El otro día leía: “Jesús toca a los leprosos, se deja tocar por la hemorroísa y besar por la prostituta, libera a los poseídos de espíritus impuros. Nada le detiene cuando se trata de acercarse al que sufre. Su actuación, inspirada por la compasión, es un desafío directo al sistema de pureza. Tal vez tenía una visión muy particular”[1].

Jesús se compadece y toca. No teme volverse impuro. Sabe que la impureza nunca llega desde fuera. Sabe que lo impuro nace en el corazón. Y Él es puro. Ama, mira, toca y se expone al juicio y la condena de los que lo observan.

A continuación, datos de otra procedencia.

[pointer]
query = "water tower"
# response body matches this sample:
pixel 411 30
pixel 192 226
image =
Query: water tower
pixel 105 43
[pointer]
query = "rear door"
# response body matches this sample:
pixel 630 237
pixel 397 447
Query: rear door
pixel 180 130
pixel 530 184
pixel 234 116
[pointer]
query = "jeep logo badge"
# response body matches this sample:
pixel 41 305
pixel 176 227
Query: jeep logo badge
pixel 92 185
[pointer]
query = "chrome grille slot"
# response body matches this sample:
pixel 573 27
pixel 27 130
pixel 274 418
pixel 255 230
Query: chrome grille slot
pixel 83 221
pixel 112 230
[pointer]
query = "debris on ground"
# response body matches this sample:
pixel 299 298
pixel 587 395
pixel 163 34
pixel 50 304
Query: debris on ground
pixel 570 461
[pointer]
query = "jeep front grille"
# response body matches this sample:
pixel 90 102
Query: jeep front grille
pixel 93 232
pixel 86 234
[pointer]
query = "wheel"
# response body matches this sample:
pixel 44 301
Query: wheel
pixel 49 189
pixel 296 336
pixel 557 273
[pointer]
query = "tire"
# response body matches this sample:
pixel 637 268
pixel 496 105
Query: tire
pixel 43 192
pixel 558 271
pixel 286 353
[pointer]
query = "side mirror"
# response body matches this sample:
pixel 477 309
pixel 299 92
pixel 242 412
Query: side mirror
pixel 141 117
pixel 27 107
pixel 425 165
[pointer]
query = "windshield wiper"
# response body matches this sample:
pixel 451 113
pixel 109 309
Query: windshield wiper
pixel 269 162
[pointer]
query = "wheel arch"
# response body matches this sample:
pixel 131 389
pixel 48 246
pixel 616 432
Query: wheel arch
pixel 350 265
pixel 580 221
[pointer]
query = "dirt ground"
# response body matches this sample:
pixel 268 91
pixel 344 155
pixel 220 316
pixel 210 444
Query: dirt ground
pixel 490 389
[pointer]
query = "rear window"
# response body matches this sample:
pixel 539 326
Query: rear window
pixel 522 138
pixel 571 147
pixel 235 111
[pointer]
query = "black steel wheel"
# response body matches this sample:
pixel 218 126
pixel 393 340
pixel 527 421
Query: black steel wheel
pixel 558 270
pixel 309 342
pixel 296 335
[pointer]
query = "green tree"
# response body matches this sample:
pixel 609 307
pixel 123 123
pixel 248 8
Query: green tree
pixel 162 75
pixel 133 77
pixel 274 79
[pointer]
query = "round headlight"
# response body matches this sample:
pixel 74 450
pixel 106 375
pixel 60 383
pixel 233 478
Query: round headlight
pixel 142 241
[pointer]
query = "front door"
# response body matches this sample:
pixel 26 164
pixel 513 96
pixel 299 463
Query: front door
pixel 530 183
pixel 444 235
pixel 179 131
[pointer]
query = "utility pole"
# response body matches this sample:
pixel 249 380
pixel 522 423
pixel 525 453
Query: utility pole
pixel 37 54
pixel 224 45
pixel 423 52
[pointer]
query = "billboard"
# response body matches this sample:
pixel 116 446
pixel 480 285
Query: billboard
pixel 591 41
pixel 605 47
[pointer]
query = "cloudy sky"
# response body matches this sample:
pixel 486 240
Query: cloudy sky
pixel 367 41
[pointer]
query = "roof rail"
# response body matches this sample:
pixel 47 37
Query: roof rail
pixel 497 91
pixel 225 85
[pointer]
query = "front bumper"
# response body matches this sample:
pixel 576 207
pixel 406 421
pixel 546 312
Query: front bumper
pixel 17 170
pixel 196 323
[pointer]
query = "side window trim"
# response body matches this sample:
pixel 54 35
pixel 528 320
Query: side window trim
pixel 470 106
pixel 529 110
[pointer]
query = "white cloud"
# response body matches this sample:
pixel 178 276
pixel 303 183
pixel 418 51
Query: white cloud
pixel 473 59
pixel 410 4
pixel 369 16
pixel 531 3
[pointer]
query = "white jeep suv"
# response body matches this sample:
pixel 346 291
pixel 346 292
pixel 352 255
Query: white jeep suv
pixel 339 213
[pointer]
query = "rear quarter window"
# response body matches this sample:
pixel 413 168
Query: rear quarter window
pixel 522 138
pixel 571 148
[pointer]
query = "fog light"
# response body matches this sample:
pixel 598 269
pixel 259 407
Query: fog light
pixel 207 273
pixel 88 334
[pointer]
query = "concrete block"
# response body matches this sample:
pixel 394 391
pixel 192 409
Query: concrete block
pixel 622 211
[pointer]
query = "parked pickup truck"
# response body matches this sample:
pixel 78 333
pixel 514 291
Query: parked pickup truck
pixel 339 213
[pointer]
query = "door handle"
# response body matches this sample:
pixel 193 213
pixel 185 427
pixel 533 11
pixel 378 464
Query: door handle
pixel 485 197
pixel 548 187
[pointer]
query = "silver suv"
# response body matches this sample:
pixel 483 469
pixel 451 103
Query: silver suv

Toca a la pecadora delante de todos y no se vuelve impuro por haberla tocado. Al contrario. Sus manos puras purifican el corazón de esa mujer pecadora.

Mi mirada pura, mis gestos puros, hacen puro todo lo que toco. Y de igual forma, cuando mi mirada y mis gestos son impuros, hago impuro todo lo que toco.

Es así Jesús. Su mirada pura, su corazón puro, cuando me tocan, me hacen puro. Mi impureza desaparece en sus ojos. Su amor desbordado en mis pies, en mis manos, me hacen puro. Me limpian. Me sanan.

La misericordia ha sido derramada sobre esa mujer. Ha recibido mucho amor. Ha experimentado el perdón. Sin duda uno ama más cuando más ha sido perdonado.

Ante la mirada acusadora de Simón, Jesús le responde: “Simón, tengo algo que decirte. Un acreedor tenía dos deudores. Uno debía quinientos denarios y el otro cincuenta. Como no tenían para pagarle, perdonó a los dos. ¿Quién de ellos le amará más? Respondió Simón: – Supongo que aquel a quien perdonó más. Él le dijo: – Has juzgado bien. Por eso te digo que quedan perdonados sus muchos pecados, porque ha mostrado mucho amor. A quien poco se le perdona, poco amor muestra”.

Cuando uno ha visto que todo es misericordia en su vida, todo desproporción entre las obras y el amor recibido, entonces sólo cabe amar como respuesta.

Sabemos que las obras son importantes. Hoy Jesús le dice a la mujer pecadora: “Tus pecados quedan perdonados. Tu fe te ha salvado. Vete en paz”. Es una fe con obras la que salva su vida. Es una fe llena de gestos de amor.